Parshas Kedoshim 5782

“Good job, tzaddik!” “Thank you, tzaddeikes!” 

I often find myself using these terms to convey that one of my children has gone beyond the call of duty. Whether overachieving in school, performing an unusual act of chessed, or exceeding expectations in some other manner. Telling my daughter she’s a tzaddeikes is like saying, “You’ve really transcended yourself. You’ve gone beyond who you naturally are.” 

But like many others, I’m using the term incorrectly. 

Among a smattering of other mitzvos, Parshas Kedoshim instructs us to use proper weights and measures when selling merchandise. A shopkeeper’s scales must be accurately calibrated; a merchants counterweights use to determine the proper amount being given to the customer must be honest and true. Interestingly, the term the Torah uses to describe this equipment is “tzedek.”
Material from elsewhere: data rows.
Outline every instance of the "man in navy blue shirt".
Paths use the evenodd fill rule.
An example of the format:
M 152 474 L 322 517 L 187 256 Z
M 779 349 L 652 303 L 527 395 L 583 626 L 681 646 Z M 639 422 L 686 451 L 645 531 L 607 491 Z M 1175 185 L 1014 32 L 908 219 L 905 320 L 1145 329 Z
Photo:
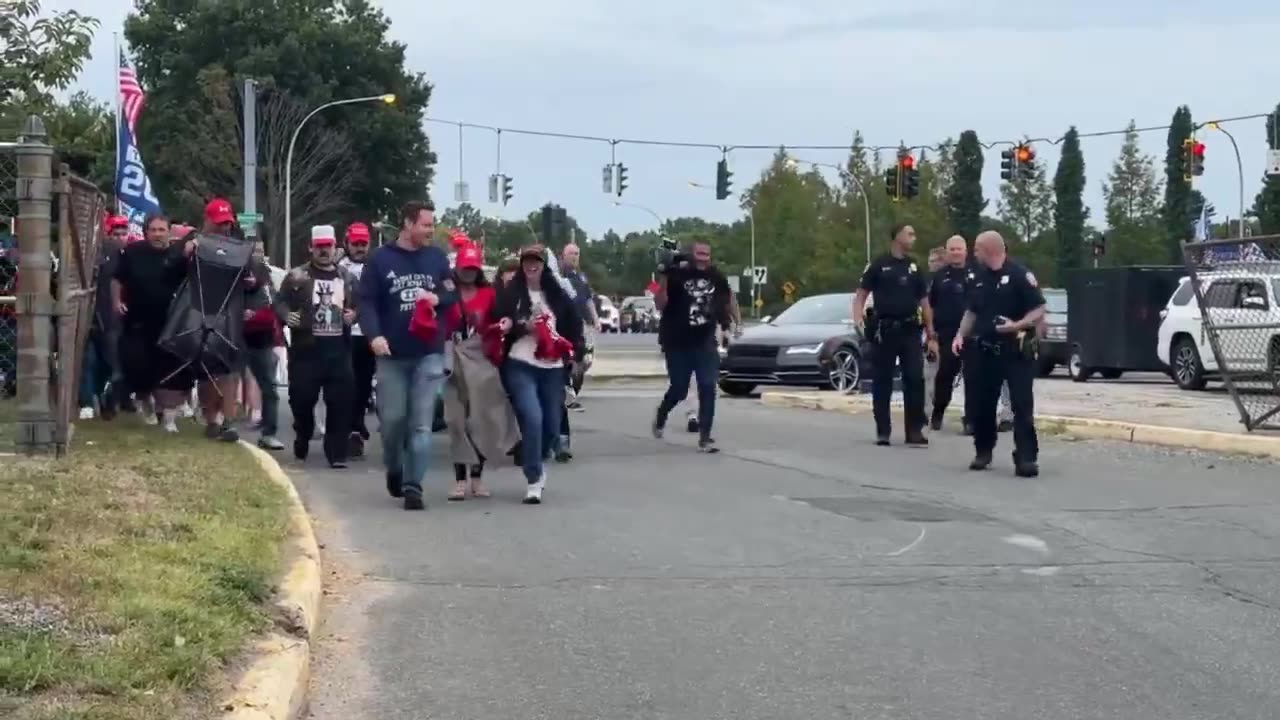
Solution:
M 358 322 L 377 357 L 378 415 L 387 492 L 405 510 L 423 510 L 422 478 L 431 454 L 431 418 L 444 383 L 444 333 L 425 342 L 409 332 L 419 298 L 436 316 L 456 299 L 449 258 L 431 244 L 435 208 L 411 202 L 400 235 L 373 251 L 360 276 Z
מֹאזְנֵי צֶדֶק אַבְנֵי־צֶדֶק אֵיפַת צֶדֶק וְהִין צֶדֶק יִהְיֶה לָכֶם אֲנִי יְהוָה אֱלֹהֵיכֶם אֲשֶׁר־הוֹצֵאתִי אֶתְכֶם מֵאֶרֶץ מִצְרָיִם׃

ויקרא יט:לו

Scales that are tzedek, weights that are tzedek, an eiphah that is tzedek, a hin that is tzedek shall you have. I am Hashem Your G-d Who took you out of the Land of Egypt. 

Vayikra 19:36

The Torah’s expectation is not that a merchant will provide his customer with more than what he payed for. Only that he will not shortchange him. The scales need not be tipped in the favor of the buyer; they need only perform the job that they are meant to.

In fact, this is how the Mesilas Yesharim uses the term, “tzaddik”. In drawing a distinction between a “tzaddik” and a “chassid,” he explains that it is the latter who goes beyond the letter of the law. The tzaddik, on the other hand, simply fulfills only what the Torah expects of him. No more, no less.

Of course, easier said than done. The Torah presents us with a series of dictates that are, frankly, challenging. We may not eat what we like, say what we like, or look at what we like. The Torah’s demands are difficult, even if we seek only to fulfill them to a T, without aiming to exceed its expectations. 

But it is here that the Torah’s usage of the term tzedek. Can be so helpful. Tzedek as applied to accurate weights and measures is a reminder to read the Torah and its mitzvos not as a series of demands, but of endowments. 

A scale can properly weigh produce so long as it wasn’t manipulated. A weight can provide an accurate reading provided it wasn’t doctored. A Jew can achieve tzidkus—a full and proper observance of all the mitzvos of the Torah—simply by being ourselves.

When we read the Torah, we’re reading about ourselves. The mitzvos are not a collection of rules and regulations unnaturally imposed upon the Jew, demanding that he be someone he really isn’t. The mitzvos, rather, are about discovering what we’re entirely capable of and what we were designed to do. A mitzvah is a revelation into the immense ability that Hashem has endowed the Jewish spirit with. To learn Torah is not to learn about a foreign body of laws, but to learn about oneself and what every Jew is capable of.